Monday, July 21, 2025

Issue:

Mackay and Whitsunday Life

Property Point 18 july

It’s official: Mackay property prices have grown faster than any other capital or regional city in Australia in the past 12 months.

Median house prices in Mackay have gone up by $100,000 in the past 12 months, according to a report by realestate.com.au using statistics provided by property market researcher PropTrack.

And the median house price in Mackay is now $635,000.

The data, which came out this month, confirms what Mackay people have been feeling in what has been a very hot market.

Mackay prices have gone up by 18.7 per cent over the past 12 months, more than anywhere else in the nation.
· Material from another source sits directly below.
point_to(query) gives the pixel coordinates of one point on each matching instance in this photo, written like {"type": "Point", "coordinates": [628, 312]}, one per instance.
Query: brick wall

It is worth noting that the increase in the past 12 months follows significant increases in the years leading up to the last 12 months.

It wasn’t that long ago that the median house price in Mackay was $340,000.
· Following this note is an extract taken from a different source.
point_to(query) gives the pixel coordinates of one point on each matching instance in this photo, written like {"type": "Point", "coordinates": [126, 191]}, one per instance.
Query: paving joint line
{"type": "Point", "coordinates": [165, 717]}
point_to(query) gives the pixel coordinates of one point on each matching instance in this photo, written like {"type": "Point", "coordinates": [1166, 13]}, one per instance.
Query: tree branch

The big price increases in the past 12 months have mainly been in Queensland, reflecting a trend noted in this column last week that people from southern capitals are looking to Queensland as a more affordable place to live.

Other regional centres in Queensland to have significant house price increases over the past 12 months include Townsville (up 17.4 per cent), Rockhampton (13.2 per cent), Gladstone (16.5 per cent), Toowoomba (11.6 per cent) and Cairns (10 per cent).
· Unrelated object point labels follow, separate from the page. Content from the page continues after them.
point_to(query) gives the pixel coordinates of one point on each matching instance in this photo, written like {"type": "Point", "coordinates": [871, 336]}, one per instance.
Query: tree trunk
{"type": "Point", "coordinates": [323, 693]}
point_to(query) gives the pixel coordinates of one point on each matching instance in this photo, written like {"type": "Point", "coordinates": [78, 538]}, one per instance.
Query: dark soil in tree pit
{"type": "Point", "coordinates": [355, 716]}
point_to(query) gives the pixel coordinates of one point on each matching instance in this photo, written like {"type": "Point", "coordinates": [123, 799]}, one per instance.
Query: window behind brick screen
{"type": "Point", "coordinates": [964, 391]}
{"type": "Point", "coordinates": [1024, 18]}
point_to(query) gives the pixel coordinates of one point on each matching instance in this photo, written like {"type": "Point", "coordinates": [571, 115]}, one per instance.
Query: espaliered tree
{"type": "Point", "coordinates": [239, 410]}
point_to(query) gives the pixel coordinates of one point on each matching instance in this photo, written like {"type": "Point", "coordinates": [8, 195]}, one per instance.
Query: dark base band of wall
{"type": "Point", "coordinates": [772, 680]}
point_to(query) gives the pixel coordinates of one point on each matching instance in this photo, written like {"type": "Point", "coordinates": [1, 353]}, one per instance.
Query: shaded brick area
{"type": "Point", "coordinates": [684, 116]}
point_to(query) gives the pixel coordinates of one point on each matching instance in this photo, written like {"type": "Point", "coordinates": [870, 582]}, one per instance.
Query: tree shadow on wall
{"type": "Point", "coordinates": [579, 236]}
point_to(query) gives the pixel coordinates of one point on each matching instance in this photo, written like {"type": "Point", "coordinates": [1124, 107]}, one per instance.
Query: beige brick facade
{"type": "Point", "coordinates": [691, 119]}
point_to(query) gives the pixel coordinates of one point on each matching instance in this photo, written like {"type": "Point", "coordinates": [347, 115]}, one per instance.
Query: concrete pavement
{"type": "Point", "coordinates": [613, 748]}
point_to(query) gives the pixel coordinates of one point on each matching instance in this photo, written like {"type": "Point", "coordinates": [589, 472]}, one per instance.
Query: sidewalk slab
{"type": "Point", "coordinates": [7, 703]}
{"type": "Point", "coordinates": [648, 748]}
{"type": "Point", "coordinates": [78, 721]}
The results mean that Mackay’s median house price of $635,000 puts it above Townsville ($625,000), Rockhampton ($543,000), Gladstone ($597,000) and Bundaberg ($609,000).

We are behind Cairns, which sits at $716,000 and Toowoomba ($699,000), although we are now ahead of other significant regional centres around the country, including Albury ($627,000), Wagga ($613,000), Bendigo ($584,000), Ballarat ($552,000), Launceston ($541,000) and Tamworth ($537,000).

The thing about statistics such as these house-price figures is that they do one thing very well: tell you what happened. Unfortunately, there is one thing they don’t do: tell you what is going to happen.

Those of us in the industry, and plenty of buyers trying to get into the market, knew that prices had gone up in the past 12 months and a 15–20 per cent increase would have been my guess. But it is interesting and worthwhile to get a statistical confirmation of an anecdotal experience.

The question now is: What happens next? That’s where it gets difficult.

There are plenty of things to consider: have Mackay prices reached a point where investors and owner-occupiers no longer see value and start looking elsewhere or is there more price growth coming up?

This is where I tell you that I don’t have all the answers. Lots of theories. Plenty of talk. If you want crystal ball certainty you are in the wrong place. If you’re in the mood for conjecture, read on.

The performance of our coal sector will always play a role in our housing market and international demand for steel is the main driver in that.

Rental yield is also a key driver in real estate prices and that is what southern investors are most interested in. Mackay has had an under-supply of houses for some time now.

Supply and demand, both in rentals and sales markets, is the key determinant.

There is a movement from southern states to the southeast corner of Queensland, including from retirees. But with the latest figures showing a median house price of $1m for Brisbane, $1.3m for the Gold Coast and $1.16m for the Sunshine Coast, I feel a fair portion of southerners heading north will see the southeast corner as unaffordable and will look further north to places like Mackay for properties that are hundreds of thousands of dollars cheaper.

There are lots of factors in play and any one of them could change market sentiment, but it is fair to say there is still strong activity among buyers at this new price point and that’s from locals and southern investors.